Ruse says it was an obvious choice. “Every time we put multiple PAs head-to-head and ranked them, no PA was consistently in the top three except Kara, which was in the top two every single time.”
The space being retrofitted, known as the Worship Centre, is the biggest room on Saddleback’s flagship campus in Lake Forest and the room is consistently busy. “It’s booked pretty much five nights a week,” says Fay. “And a regular meeting every Friday that can only be held in the Worship Centre - because no other room is big enough - meant that we had to do this retrofit in two parts.”
After a week of structural prep and pulling wire, the old system came down and the Kara system went up in just three days. All parties agree that the Soundvision modelling done by L-Acoustics’ André Pichette was crucial to working within the very tight timeframe.
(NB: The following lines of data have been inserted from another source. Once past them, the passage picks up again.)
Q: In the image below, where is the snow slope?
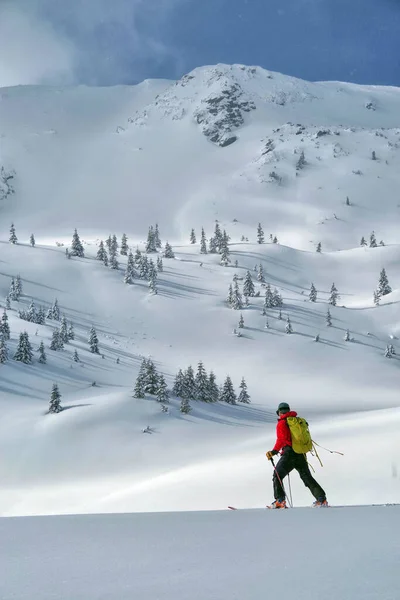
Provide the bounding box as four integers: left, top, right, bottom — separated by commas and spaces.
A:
0, 64, 399, 516
1, 506, 399, 600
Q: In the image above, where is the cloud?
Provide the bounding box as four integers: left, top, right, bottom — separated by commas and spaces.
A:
0, 0, 185, 87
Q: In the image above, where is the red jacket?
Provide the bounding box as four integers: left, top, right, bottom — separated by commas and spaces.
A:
273, 411, 298, 452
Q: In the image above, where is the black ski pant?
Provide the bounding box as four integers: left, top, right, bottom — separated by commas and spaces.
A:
273, 446, 326, 501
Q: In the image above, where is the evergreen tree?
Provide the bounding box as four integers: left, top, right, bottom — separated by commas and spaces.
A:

Saddleback’s new L-Acoustics system comprises six Kara per side with an additional 12 Kara boxes total as side-fill, all powered by a total of six AVB-ready LA4X amplified controllers offering enclosure-check capabilities. Low-end support is provided by a quartet of KS28 double-18” subs ground-stacked and powered by a single four-channel LA12X. Front-fill is further provided by eight X8 enclosures, while delay fills are a combination of a dozen ARCS Focus and Wide units.